Depuis une loi du 9 décembre 2016, dite Loi Sapin 2, le procureur de la République peut proposer de conclure une convention judiciaire d’intérêt public – CJIP – aux personnes morales mises en cause pour des faits de corruption, trafic d’influence, fraude fiscale, blanchiment de fraude fiscale et toute infraction connexe.
Après validation par le juge lors d’une audience publique, elle a pour effet d’éteindre l’action publique si la personne morale respecte les obligations mises à sa charge à titre d’amende (dont le montant ne peut excéder 30% du chiffre d’affaires moyen annuel), de mise en œuvre d’un programme de prévention et/ou de réparation du dommage de la victime.
Le parquet national financier l’a pratiquée à une quinzaine d’occasions avec de grands groupes HSBC , Société Générale, Google, Airbus…).

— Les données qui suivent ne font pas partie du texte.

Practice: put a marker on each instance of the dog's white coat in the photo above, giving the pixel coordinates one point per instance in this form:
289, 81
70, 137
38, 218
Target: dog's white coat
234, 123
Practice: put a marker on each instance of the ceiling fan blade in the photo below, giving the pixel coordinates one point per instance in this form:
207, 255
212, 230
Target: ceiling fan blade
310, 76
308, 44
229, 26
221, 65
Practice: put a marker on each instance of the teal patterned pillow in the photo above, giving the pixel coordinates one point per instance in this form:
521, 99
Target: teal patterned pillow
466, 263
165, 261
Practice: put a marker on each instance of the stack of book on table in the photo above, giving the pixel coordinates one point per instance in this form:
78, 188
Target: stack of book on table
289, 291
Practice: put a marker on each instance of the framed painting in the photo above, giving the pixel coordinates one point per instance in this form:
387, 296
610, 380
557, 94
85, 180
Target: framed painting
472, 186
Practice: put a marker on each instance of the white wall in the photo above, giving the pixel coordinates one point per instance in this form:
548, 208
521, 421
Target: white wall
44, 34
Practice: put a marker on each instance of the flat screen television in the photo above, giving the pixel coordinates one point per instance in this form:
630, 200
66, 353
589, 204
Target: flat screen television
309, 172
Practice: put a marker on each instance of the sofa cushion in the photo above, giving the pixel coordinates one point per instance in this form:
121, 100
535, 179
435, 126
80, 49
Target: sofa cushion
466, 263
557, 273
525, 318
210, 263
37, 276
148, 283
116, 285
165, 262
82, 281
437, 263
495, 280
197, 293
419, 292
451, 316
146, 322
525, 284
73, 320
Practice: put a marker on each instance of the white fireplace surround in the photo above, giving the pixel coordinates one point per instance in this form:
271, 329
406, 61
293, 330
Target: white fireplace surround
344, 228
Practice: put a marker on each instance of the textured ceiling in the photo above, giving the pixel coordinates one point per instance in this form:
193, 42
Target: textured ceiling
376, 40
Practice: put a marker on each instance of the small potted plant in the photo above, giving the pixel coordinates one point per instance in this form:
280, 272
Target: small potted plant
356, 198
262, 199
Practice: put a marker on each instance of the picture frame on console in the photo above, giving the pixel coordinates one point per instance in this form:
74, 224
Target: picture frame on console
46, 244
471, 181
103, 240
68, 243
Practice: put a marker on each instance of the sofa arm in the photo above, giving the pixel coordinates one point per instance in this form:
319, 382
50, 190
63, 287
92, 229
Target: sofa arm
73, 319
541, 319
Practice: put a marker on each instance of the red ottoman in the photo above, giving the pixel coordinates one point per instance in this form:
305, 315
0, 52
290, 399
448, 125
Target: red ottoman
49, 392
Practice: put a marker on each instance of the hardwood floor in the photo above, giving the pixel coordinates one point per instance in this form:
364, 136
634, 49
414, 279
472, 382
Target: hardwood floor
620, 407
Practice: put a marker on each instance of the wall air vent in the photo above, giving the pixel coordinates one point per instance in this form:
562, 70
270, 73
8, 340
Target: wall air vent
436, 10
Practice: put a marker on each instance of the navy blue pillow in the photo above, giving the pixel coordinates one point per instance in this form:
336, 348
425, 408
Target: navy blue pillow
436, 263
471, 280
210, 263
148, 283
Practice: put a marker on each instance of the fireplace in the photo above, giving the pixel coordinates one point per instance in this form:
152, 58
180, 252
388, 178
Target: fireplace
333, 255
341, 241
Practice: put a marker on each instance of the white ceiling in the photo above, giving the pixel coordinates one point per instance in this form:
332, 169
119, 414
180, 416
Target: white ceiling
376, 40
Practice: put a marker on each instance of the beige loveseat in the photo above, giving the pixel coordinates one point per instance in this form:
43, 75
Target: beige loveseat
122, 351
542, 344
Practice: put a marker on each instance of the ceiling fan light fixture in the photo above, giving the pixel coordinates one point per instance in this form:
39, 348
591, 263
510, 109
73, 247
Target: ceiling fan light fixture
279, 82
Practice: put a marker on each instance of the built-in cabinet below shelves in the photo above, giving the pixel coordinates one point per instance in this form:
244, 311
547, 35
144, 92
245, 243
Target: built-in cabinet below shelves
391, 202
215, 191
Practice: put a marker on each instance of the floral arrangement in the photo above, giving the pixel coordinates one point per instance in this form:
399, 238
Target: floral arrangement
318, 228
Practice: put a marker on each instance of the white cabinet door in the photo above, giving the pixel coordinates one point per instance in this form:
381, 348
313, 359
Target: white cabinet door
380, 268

Il a appliqué des amendes de 1,7 milliard d’euros au profit des caisses de l’Etat en 2022, dont 1,25 milliard de McDonald’s pour solder son contentieux fiscal.
Interrogé par le journal Les Echos, Jean-François Bohnert, chef du parquet national financier, a exposé l’intérêt de cette justice rapide et efficace mise en œuvre avec l’accord, l’adhésion, de la personne morale inculpée.
Cette justice négociée n’est pas forcément avantageuse financièrement pour les coupables, mais elle est beaucoup plus rapide, moins stressante et mieux acceptée dans la coopération qu’elle suppose au titre de la fourniture d’informations et documents. Les dirigeants sont parfois associés à cette procédure dans le cadre d’une procédure de comparution sur reconnaissance préalable de culpabilité, ou CRPC.
Déjà existait la composition pénale pour traiter des contraventions et délits sans passer par un procès. Depuis 2004, la CRPC – ou plaider-coupable- permet de juger rapidement l’auteur d’une infraction passible de moins de cinq ans de prison qui reconnaît les faits reprochés. Le procureur propose une peine. Si la peine est acceptée par l’auteur des faits, l’affaire est transmise au juge pour homologation. La victime est informée de cette procédure.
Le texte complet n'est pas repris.